The Bills rank only 25th on third-down conversions. As the offense develops and the players work together longer, that number should improve. The Bills were just 3 of 14 on third downs in Pittsburgh two weeks ago but were 8 of 19 against the Jets.

“If you have more touches it allows you to amp up the tempo,” Manuel said.

“I think it kind of depends on how the flow of the game is going,” said running back Fred Jackson. “There’s times we come to the sideline and we get with our offensive line, the receivers and the coaching staff and we say we want to pick the tempo up. If we sense that during the game, that’s when we really try to pick it up.… I think Eric Wood was the first one who noticed it against the Jets. He kind of echoed it to everybody and we started picking the tempo up.”

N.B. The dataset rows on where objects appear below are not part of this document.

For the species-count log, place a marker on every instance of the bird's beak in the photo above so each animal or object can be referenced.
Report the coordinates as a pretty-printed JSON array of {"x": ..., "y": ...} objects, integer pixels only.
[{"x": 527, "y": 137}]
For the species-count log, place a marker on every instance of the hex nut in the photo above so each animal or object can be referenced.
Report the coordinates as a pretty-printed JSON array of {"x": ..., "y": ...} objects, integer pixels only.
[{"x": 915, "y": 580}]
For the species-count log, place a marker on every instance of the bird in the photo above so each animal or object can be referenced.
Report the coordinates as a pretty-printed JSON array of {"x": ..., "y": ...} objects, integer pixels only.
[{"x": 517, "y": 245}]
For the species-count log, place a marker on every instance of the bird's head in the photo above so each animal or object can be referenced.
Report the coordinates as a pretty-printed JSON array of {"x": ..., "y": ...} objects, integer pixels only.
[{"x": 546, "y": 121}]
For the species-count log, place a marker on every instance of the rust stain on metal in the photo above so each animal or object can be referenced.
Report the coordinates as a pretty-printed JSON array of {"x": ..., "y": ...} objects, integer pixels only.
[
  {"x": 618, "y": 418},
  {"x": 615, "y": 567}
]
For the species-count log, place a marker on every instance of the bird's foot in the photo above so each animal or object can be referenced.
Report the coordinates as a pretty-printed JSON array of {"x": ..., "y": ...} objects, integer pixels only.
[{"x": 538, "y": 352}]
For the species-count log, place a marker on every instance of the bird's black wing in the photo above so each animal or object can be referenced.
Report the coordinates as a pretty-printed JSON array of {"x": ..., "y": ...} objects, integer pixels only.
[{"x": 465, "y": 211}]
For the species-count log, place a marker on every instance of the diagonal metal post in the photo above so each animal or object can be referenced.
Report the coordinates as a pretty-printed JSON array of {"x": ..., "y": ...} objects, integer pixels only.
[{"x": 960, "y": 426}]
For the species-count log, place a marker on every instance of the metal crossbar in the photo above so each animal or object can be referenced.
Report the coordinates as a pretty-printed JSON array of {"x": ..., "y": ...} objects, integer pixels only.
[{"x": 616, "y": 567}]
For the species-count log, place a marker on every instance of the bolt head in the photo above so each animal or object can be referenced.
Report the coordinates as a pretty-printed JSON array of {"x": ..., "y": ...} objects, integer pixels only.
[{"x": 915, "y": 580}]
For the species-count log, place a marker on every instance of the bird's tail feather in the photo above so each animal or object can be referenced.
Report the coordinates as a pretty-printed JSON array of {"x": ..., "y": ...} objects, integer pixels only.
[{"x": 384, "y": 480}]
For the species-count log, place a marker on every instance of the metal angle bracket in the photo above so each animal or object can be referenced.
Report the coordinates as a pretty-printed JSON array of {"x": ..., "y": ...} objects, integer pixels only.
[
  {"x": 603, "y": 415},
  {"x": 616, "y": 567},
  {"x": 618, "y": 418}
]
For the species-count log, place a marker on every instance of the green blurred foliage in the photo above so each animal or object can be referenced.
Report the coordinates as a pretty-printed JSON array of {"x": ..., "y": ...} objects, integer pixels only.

How much will the Bills vary personnel versus putting the pedal to the metal on the pace over the final month? Time will tell.

If the Bills’ defense has to work a little harder in order for the rookie quarterback to run a QB-friendly system, so be it.

Buffalo’s defense ranks 16th in yards allowed. It is 10th in yards allowed per play.

“You’re going to be up there in reps when your offensive system is what it is,” defensive coordinator Mike Pettine said. “To me that’s unavoidable. It comes with the territory, and it’s not an issue with us.”

What if the offense makes a quick three-and-out?

“Hey, more TV time for us,” Pettine said. The key, Pettine said, is getting off the field and giving the Bills’ offense more chances to score.

“When you looked at the early games, we were in the high 20s on third down,” Pettine said of the league ranking. “Now we’re below 15 in third-down defense. That’s to me the biggest thing. You control that. That’s what we tell our guys. … If we don’t get a turnover, the most we have to be out there is three plays.”

The team record for most plays in a season was set in Jim Kelly’s final year, 1996. There were 2,199 plays. The Bills are on pace for 2,218 this year.

The Bills’ offense is on pace for 1,093 plays. In each of Kelly’s final five seasons, ’91 to ’96, the Bills ran more than 1,050 plays.